A liberdade, tal como a conhecemos enquanto sociedade democrática, não está em perigo. Necessita, sim, de estar sob constante vigilância, para que os seus valores não se diluam. Só assim é possível aspirar a uma cidadania activa e consciente de valores como a solidariedade, a igualdade e a justiça. A qualidade do ensino, nas escolas e universidades, e a promoção da literacia são os pilares desses preciosos bens comuns.
Estaremos a atravessar uma crise de valores ou é apenas um passo na evolução acelerada da sociedade, cujas instituições que alicerçam as democracias não conseguem acompanhar? As conclusões do debate Liberdade, cidadania e responsabilidade em tempos de crise de valores, do ciclo Psuperior Talks, não são definitivas, mas ficou assente a necessidade de ter sempre o dedo perto do botão de alarme e estar atento aos sinais. O sistema de ensino tem aqui um papel decisivo, já que é através da educação e da promoção da literacia que as sociedades evoluem no sentido da inclusão, da igualdade e da solidariedade.

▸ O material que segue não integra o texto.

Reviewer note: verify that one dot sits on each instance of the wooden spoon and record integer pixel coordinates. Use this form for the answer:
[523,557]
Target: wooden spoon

Este foi um dos pontos base do debate promovido pelo PÚBLICO, com o patrocínio da Santa Casa da Misericórdia de Lisboa (SCML) e o apoio da Universidade de Trás-os-Montes e Alto Douro (UTAD). Além do constitucionalista, juntaram-se à mesma mesa virtual Ana Vitória Azevedo, administradora da SCML, Humberto Martins, investigador e professor da UTAD, e Maria Ferreira, presidente da Associação Académica da UTAD. A moderação esteve a cargo de Manuel Carvalho, director do PÚBLICO.
“Temos de assumir que este é um mundo das redes sociais, das tecnologias e não vamos andar para trás”, continuou Ana Azevedo, remetendo para a necessidade de adaptação do sistema de ensino. “O papel dos professores é o de ‘cola’ da informação e dar-lhe sustentabilidade, para que os alunos tenham uma atitude crítica em relação ao que lêem”, disse.
As redes sociais e a liberdade
Para a construção de uma cidadania activa e mais consciente dos problemas é impossível contornar o papel das redes sociais. Como definiu Maria Ferreira, “as redes sociais estão a colocar o problema de serem todos iguais”, de alinharem “em modas”, impedindo assim a discussão de temas “que exijam mais pensamento. Há uma uniformização do pensamento fomentada pelas redes sociais”.
Pode ser esse um sinal de menor liberdade? Humberto Martins prefere falar em “ilusão”, quando o tema é o acesso igual à informação ou à manifestação da opinião de cada um. “Pensar que dominamos o nosso ecossistema é uma falácia” – defende, acrescentando: “Sociologicamente, a liberdade é uma impossibilidade, pois é feita de códigos, de concessões”.
Na opinião de Pedro Bacelar de Vasconcelos, a evolução das sociedades está intimamente ligada aos meios de transmissão de informação, lembrando o “forte papel de mediação” da imprensa dos primórdios, com actores e consumidores de “níveis sociais mais instruídos”. Com a universalização do acesso aos meios de comunicação, os cidadãos ganharam mais consciência da sua “falta de influência, de importância, de irrelevância do que dizem”, transformando as redes sociais num palco para “as opiniões mais desvairadas”.
Numa análise mais aprofundada ao sistema democrático como o concebemos, o constitucionalista defende haver “muita gente que se sente frustrada, porque não consegue realizar as ilusões que lhes foram criadas” por uma cultura capitalista, de sucesso e de oportunidades iguais para todos. Ou, como disse Humberto Martins, “a horizontalização das possibilidades não existe”.
Este professor universitário considera, porém, que a crise de valores aqui posta em questão, especialmente nos mais jovens, é “um mito”, por ser “etnocêntrica e sociocêntrica”. “Os jovens não se tornaram seres acríticos, indiferentes. Não há um abandono da causa pública.”